The Government Digital Service has set up an advice and assurance community to discuss issues about digital standards, as it comes to the end of a discovery project on service standards assessment.
The advice and assurance community meeting to discuss new systems – Photo credit: GDS
The Treasury first set out spending controls for IT and digital projects as far back as 2010, and the Digital Service Standard and Technology Code of Practice were brought in a few years later to make it clear what was expected of departments’ tech services.
However, some departments find meeting the standards difficult or time consuming, and the standards assurance service team has indicated it is rethinking the process to encourage teams to think about the standards earlier on.
“We thought there must be a better way to assure and help technology investment,” said Chad Bond, head of service standards assurance, and Roger Bearpark, head of technology advisers at GDS, in a blogpost.
“The aim was to encourage earlier engagement and greater collaboration, using clear standards such as the Technology Code of Practice and Digital Service Standard to assess pipelines of upcoming technology investments.”
They worked with the Technology Leaders and Digital Leaders networks within government to run a discovery with what they describe as a “large department” to look at the benefits of the idea.
This was then used to push for a larger pilot across three departments over the course of six months – these pilots are concluding soon, the pair said.
They said that more information would be available after the results have been analysed.
“We are not going to write a policy that impacts government and expect it to conform. This should be a gradual, iterative process built on the needs and inherent systems used within departments,” Bond and Bearpark wrote.

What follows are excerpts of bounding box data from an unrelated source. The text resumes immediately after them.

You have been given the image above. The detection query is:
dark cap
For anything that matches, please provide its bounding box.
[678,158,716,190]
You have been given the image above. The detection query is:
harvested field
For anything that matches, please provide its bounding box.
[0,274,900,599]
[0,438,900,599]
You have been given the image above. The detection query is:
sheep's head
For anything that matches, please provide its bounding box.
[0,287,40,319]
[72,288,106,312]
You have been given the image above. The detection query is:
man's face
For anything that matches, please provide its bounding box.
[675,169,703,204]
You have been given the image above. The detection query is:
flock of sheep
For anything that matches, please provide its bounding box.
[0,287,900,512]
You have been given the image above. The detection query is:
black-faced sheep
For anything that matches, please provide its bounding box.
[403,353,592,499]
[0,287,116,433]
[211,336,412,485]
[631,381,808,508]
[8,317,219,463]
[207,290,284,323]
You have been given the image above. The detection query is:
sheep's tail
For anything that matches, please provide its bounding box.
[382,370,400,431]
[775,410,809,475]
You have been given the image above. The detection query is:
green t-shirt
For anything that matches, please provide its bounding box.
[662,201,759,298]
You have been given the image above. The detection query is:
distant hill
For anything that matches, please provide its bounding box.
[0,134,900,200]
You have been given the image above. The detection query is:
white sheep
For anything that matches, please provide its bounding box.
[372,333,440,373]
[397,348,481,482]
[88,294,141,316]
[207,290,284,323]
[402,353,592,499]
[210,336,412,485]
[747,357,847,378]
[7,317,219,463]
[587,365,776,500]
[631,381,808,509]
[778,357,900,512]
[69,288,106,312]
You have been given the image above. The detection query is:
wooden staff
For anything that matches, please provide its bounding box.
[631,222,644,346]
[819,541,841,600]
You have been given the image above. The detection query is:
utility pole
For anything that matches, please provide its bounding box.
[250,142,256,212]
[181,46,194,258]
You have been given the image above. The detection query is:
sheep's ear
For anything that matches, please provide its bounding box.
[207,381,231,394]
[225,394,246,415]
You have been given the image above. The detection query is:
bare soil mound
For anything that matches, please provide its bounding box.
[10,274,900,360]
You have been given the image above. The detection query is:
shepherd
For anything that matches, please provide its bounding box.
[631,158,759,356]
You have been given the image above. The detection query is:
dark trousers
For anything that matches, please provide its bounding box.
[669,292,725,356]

As part of this, they have set up an advice and assurance community for people managing governance and financial decisions on technology across government.
The pair said that more than 50 people have attended the meetings – the second of which was held this month – and that they were holding workshops to build consensus and test approaches and systems.

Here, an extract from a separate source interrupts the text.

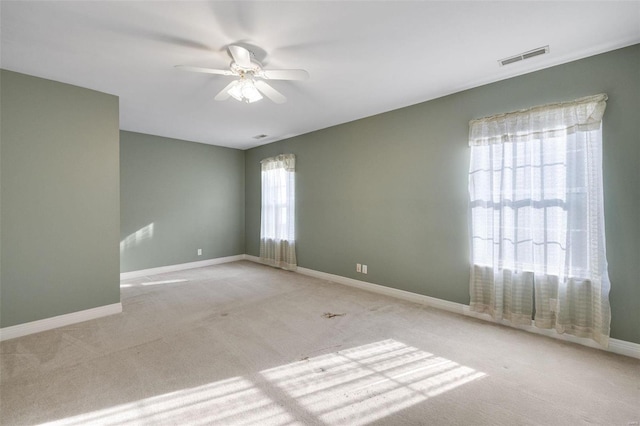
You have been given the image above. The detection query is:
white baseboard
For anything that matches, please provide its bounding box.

“We were all working towards achieving the same goal: making things better and transforming technology approvals in government,” the blogpost said.
The group is still open for members, and the post said that anyone wanting to join needs to request access using their government email address.
The blogpost comes just a day after one from Emily Hall-Strutt, product manager for service standard assessments for internal products at the Ministry of Justice, which criticised the assessment process used to ensure products are meeting the standards.
Describing it as a “pretty painful” process that “caused disruption to delivery and stress for teams, Hall-Strutt said the MoJ was trialling “continuous service review”, where a peer reviewer would sit in on a project throughout design and delivery to ensure they meet the standard as the project goes along.
Hall-Strutt said that her team had been in communication with GDS about the work, acknowledging that the group was running its own discovery process.
A spokeswoman for GDS confirmed to PublicTechnology that the team had finished that discovery process but that it was not yet in the position to discuss the outcome.